Mit ihrem Manifest für Lebendige Flüsse wollen die dreizehn Organisationen Verbesserungen im Integrierten Flussmanagement (IRM) erreichen, als Teil des geplanten neuen Umweltgesetzes (Omgevingswet). Diese Pläne befinden sich bereits seit 2019 in Vorbereitung.
Mehr als die Hälfte der Aueflächen entlang der niederländischen Flüsse wird für Landwirtschaft, Industrie und Sandabbau genutzt. Laut dem World Wildlife Fund sollten mindestens 30.000 Hektar neue Flussnatur hinzugefügt werden, von insgesamt 68.000 Hektar Fläche, die sich zwischen den Deichen von Maas, Rhein, Waal, IJssel und der Biesbosch befinden.

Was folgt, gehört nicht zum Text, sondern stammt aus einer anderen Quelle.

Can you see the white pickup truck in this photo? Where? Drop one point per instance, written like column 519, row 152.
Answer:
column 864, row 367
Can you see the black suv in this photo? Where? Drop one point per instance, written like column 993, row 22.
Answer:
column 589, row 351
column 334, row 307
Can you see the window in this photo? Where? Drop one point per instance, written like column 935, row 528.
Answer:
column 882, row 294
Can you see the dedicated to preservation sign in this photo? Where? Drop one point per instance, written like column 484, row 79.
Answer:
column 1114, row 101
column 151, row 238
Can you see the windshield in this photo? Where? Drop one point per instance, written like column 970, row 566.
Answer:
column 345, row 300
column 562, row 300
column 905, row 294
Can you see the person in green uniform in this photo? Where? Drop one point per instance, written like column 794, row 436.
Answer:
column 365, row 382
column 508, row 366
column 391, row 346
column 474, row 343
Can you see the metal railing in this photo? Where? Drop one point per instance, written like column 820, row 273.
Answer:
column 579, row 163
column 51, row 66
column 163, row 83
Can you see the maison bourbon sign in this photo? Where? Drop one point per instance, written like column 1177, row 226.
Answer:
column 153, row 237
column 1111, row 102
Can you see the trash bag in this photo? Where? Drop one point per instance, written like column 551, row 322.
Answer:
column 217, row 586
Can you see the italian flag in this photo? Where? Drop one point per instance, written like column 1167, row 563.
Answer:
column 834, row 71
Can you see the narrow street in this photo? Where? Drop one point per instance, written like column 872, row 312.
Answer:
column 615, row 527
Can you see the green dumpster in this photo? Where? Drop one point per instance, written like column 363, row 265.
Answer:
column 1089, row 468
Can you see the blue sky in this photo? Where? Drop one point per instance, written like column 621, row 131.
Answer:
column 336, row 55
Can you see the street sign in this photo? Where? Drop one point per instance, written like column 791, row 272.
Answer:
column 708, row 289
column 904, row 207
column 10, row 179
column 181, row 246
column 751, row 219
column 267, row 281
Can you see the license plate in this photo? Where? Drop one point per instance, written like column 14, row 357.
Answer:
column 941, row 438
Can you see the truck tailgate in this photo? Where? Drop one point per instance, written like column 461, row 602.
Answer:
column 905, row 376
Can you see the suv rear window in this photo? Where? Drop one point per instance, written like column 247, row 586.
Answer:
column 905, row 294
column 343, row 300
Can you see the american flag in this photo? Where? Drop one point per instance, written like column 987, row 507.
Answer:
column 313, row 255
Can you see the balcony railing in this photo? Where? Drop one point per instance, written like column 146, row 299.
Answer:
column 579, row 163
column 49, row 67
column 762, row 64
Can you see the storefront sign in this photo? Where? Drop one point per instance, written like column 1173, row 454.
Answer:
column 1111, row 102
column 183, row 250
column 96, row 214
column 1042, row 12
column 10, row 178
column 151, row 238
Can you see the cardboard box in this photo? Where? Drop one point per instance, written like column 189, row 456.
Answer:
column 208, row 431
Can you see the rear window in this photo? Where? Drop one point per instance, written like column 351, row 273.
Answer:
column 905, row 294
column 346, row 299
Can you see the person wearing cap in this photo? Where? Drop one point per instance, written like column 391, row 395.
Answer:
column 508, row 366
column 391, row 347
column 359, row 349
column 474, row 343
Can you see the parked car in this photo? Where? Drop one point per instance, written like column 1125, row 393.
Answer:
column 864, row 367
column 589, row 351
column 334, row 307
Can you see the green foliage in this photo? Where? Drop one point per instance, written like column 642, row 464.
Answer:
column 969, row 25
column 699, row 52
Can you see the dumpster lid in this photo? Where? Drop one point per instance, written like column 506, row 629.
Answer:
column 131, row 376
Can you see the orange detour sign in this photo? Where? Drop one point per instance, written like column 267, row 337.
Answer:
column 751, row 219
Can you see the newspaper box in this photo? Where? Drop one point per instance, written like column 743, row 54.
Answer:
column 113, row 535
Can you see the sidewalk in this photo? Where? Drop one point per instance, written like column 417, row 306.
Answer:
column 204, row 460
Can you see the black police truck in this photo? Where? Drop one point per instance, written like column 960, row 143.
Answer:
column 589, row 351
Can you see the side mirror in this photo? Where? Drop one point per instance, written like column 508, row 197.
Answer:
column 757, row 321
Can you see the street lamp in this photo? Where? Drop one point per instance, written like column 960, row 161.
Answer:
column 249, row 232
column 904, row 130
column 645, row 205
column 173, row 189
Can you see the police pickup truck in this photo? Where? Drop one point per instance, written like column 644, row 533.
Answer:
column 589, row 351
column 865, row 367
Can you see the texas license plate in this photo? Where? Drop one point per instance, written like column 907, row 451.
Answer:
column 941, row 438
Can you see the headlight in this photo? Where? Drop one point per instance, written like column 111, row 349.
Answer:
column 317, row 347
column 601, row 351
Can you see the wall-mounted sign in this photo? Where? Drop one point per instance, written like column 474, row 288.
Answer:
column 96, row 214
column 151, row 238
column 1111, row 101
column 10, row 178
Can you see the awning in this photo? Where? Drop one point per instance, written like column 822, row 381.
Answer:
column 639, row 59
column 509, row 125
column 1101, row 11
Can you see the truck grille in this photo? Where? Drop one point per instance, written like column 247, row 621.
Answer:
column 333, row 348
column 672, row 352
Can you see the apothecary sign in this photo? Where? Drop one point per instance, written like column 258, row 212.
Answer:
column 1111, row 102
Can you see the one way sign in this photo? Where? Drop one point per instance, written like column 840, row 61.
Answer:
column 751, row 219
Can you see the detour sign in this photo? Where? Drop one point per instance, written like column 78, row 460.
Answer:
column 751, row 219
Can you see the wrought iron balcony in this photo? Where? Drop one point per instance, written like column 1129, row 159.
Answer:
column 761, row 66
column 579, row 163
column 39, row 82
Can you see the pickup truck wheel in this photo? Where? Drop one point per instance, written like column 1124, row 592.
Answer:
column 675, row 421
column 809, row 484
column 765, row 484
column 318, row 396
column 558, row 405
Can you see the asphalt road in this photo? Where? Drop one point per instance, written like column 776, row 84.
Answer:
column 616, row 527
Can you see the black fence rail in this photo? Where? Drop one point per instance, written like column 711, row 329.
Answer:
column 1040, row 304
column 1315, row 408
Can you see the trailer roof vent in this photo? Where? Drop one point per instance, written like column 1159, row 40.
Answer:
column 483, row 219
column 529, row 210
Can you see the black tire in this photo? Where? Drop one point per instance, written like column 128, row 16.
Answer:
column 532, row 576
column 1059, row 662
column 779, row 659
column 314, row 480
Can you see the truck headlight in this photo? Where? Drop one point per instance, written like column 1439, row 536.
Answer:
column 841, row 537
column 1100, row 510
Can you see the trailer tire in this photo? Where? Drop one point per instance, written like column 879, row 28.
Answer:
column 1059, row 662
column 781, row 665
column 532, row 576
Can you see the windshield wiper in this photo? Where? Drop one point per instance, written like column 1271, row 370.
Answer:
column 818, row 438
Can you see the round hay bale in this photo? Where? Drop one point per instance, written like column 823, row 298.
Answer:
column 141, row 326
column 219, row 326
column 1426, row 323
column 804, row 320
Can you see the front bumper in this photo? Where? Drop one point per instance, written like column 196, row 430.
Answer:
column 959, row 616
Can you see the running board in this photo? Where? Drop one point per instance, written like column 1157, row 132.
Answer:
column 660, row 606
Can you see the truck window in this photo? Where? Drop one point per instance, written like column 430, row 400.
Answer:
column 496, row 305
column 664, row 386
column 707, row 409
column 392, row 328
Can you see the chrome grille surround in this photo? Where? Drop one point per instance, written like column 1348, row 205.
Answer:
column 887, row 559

Eine Zusammenarbeit mit landwirtschaftlichen Naturschutzvereinen und Landwirten könnte zu einem natürlicheren Flusssystem und einer attraktiven Landschaft mit mehr Vielfalt führen. In diesem Zusammenhang wird auf das Kollektiv Rivierenland verwiesen, dem mehrere hundert Bauern in den Überschwemmungsgebieten von Maas und Waal angehören.